"I've got to show people I'm serious about this," Shea said. "People think I am kidding."
IDOT this week submitted the beginnings of a master plan calling for a 5,225-acre airport. For the past decade, IDOT projected about 4,000 acres were needed.
Shea said IDOT next week will attempt a maneuver known as a "friendly" condemnation of land on the eastern edge of the airport's footprint near Peotone. The land was purchased through a sale of tax-delinquent property, and there are several ownership claims on the title, she said. With the consent of the owners, a judge will vacate the title and determine the price for the state to acquire the property.
Shea said the transaction will establish in court what IDOT will pay in future condemnation proceedings.

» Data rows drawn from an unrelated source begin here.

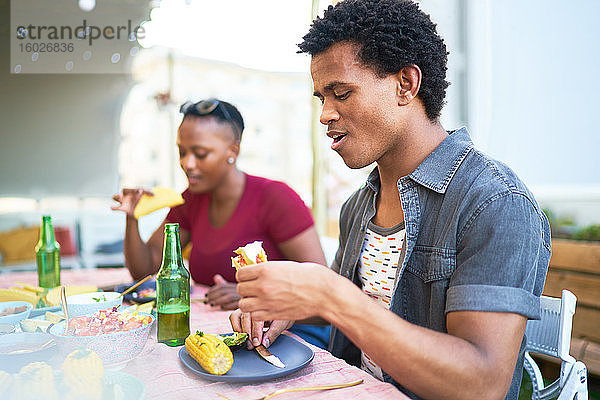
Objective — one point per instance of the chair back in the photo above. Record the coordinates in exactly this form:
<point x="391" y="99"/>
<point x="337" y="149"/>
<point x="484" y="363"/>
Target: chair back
<point x="551" y="334"/>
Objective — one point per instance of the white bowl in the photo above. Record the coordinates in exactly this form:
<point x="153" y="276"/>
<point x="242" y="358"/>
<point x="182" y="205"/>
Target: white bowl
<point x="113" y="348"/>
<point x="14" y="319"/>
<point x="89" y="303"/>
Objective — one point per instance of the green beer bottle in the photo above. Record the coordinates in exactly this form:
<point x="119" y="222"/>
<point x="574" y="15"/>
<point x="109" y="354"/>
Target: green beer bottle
<point x="173" y="292"/>
<point x="47" y="252"/>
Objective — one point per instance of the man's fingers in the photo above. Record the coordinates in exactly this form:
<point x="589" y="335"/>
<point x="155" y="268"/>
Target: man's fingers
<point x="229" y="306"/>
<point x="248" y="273"/>
<point x="257" y="328"/>
<point x="225" y="299"/>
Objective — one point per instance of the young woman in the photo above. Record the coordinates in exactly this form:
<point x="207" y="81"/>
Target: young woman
<point x="224" y="208"/>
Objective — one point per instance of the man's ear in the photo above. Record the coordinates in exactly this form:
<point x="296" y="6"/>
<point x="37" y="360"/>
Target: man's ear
<point x="408" y="83"/>
<point x="235" y="148"/>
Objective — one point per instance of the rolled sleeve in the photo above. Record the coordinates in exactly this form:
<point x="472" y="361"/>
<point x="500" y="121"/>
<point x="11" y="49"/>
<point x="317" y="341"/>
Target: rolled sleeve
<point x="501" y="259"/>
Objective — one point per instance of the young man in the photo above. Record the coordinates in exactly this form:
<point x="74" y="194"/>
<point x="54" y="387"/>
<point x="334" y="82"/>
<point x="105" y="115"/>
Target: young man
<point x="443" y="253"/>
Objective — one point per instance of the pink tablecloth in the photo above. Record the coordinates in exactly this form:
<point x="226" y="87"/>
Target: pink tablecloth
<point x="165" y="377"/>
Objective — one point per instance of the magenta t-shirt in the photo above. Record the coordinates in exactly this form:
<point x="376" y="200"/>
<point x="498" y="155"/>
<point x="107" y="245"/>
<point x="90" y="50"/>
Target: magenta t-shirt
<point x="269" y="211"/>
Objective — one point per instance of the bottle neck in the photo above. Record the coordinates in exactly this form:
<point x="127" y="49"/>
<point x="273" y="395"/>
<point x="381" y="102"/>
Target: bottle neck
<point x="46" y="231"/>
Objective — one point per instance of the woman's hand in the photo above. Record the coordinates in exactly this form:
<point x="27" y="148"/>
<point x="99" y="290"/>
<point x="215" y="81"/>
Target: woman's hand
<point x="128" y="199"/>
<point x="223" y="294"/>
<point x="242" y="322"/>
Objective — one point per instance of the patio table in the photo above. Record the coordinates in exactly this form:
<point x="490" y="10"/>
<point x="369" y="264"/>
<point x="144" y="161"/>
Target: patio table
<point x="165" y="377"/>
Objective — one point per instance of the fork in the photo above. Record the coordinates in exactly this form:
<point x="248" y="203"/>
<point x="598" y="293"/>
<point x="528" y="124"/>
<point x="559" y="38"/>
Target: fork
<point x="302" y="389"/>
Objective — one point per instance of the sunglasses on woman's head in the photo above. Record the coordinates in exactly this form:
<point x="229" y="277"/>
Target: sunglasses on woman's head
<point x="207" y="107"/>
<point x="204" y="107"/>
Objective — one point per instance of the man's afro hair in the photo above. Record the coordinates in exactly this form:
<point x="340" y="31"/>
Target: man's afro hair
<point x="390" y="35"/>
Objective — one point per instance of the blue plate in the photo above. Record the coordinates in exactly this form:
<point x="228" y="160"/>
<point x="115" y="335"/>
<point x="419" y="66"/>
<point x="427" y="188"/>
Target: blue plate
<point x="248" y="366"/>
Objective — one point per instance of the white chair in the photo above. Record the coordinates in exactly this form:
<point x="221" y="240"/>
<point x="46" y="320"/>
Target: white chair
<point x="551" y="335"/>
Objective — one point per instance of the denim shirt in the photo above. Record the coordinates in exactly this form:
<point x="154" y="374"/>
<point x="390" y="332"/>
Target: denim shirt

"It will set a base price," she said. "It is the logical next step."
Since 2001, IDOT has spent $24 million to acquire 1,940 acres for a "starter" airport consisting of a 10,000-foot runway, a control tower and a terminal.
Shea said the judge's ruling will pave the way for IDOT to forcibly obtain the rest of the airport footprint through condemnation.
She expects IDOT to move from east to west in the coming months, asking for a judge to approve its acquisition of the remaining acreage.
Shea said IDOT will submit a series of documents over the next two years to give the Federal Aviation Administration a complete master plan to consider for approval.
The proposed layout submitted to the FAA shows an area bordered by Eagle Lake Road, Western Avenue, Church Road and Central Avenue as the preferred location for the runway. She said the runway is in a "green-friendly" spot that will have little impact on nearby residents.
"I won't be rattling the dishes in any dining room cabinets," Shea said. "The Lord was looking out for me when he designed this land."
The plans submitted to the FAA also include an ultimate layout plan of six runways, with an extension of Metra's Electric Line to the airport and a direct access road from Interstate 57. Shea called that plan "my dream."
George Ochsenfeld, who heads a group of residents opposed to the airport, dismissed Shea's comments as grandstanding by Gov. Rod Blagojevich to show he's getting serious about a project decades in the making. He said the state doesn't have the money for Shea to make good on her promises.
"It's irrelevant," Ochsenfeld said. "If Blagojevich said pigs could fly, she would say IDOT is building the first swine-based airport."